İctihad faaliyeti İslam hukuku genel teorisi içinde merkezi bir konuma sahiptir. İctihada ilişkin yaklaşım farklılıkları fıkıh ekollerinin oluşumunda etkin rol oynar. Bir ictihad yöntemi olarak istihsan fıkhi meselelerin çözümünde Hanefîlerin sıkça kullandığı bir şer'î delildir. Bu kapsamda Hanefîler nezdinde takdîrî durum genelde istihsan kapsamında yer alan ve şer'î bir hükmün uygulanması sürecinde başvurulan bir yöntemdir.

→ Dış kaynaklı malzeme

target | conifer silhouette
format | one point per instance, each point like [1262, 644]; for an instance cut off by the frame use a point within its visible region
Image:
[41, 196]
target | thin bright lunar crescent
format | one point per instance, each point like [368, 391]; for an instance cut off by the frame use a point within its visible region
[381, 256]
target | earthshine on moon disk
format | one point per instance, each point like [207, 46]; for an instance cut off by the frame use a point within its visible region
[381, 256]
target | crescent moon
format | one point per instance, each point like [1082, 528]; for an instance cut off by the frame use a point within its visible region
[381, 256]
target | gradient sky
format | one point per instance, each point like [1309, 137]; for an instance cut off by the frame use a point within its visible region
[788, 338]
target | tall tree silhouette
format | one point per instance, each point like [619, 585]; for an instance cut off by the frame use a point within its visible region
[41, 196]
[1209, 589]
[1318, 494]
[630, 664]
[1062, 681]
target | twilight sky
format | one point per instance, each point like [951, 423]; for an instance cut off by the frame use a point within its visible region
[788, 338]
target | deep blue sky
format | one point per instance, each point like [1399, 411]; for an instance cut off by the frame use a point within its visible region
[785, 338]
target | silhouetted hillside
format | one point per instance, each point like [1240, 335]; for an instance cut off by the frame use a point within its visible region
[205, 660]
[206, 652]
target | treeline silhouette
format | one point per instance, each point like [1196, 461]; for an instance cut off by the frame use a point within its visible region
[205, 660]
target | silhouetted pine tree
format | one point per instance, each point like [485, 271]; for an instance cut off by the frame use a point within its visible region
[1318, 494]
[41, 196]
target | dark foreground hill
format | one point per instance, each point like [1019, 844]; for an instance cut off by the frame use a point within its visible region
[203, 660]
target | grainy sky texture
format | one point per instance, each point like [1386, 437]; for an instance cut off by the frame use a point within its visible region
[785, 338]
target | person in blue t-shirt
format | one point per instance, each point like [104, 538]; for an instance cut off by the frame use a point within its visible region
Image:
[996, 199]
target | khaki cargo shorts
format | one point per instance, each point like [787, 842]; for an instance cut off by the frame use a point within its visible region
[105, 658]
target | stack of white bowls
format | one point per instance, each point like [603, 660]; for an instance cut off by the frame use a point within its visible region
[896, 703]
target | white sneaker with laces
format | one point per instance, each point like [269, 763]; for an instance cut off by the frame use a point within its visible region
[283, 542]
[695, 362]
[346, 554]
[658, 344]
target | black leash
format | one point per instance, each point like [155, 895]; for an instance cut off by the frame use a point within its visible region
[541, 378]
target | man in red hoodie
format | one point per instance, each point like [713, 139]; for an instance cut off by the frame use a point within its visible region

Hanefîlerin dışındaki fıkıh ekolleri tarafından genelde "şer'î takdirler" terimiyle ifade edilen takdîrî durum bir teori olarak açıkça ortaya konulamamış fıkıhtaki diğer kavramlar kadar geliştirilememiştir. Takdîrî durumun büyük ölçüde istihsan kapsamında yer alması takdir olgusunda hâkim olan mantığın pek çok fıkıh kuralında ve asıl-bedel bütün-parça sebep-sonuç gibi çeşitli bağıntılarda kullanılması kanaatimizce onun müstakil bir kavram ve yöntem olarak ele alınmasını ötelemiştir. Değişen ve geçmişten çok farklı bir hale dönüşen günümüz dünyasında pek çok nevâzil mesele için takdîrî durum uygulamaları kullanılarak hızlı ve pratik çözümler üretilebilir.
Bu çalışmada Hanefî bir fakih olan Alâaddîn Kâsânî'nin (ö. 587/1191) Bedâi'u's-sanâi' isimli eseri odağında bir ictihad yöntemi olan takdîrî durum konusu ele alınmaktadır. Bununla birlikte takdîrî durumun mahiyetine ilişkin tespit tanım tasnif ve değerlendirmelerde Bedâi' ile sınırlı kalınmamış genel anlamda Hanefî ekolünü temsil eden fürû fıkıh müdevvenatına da müracaat edilmiştir.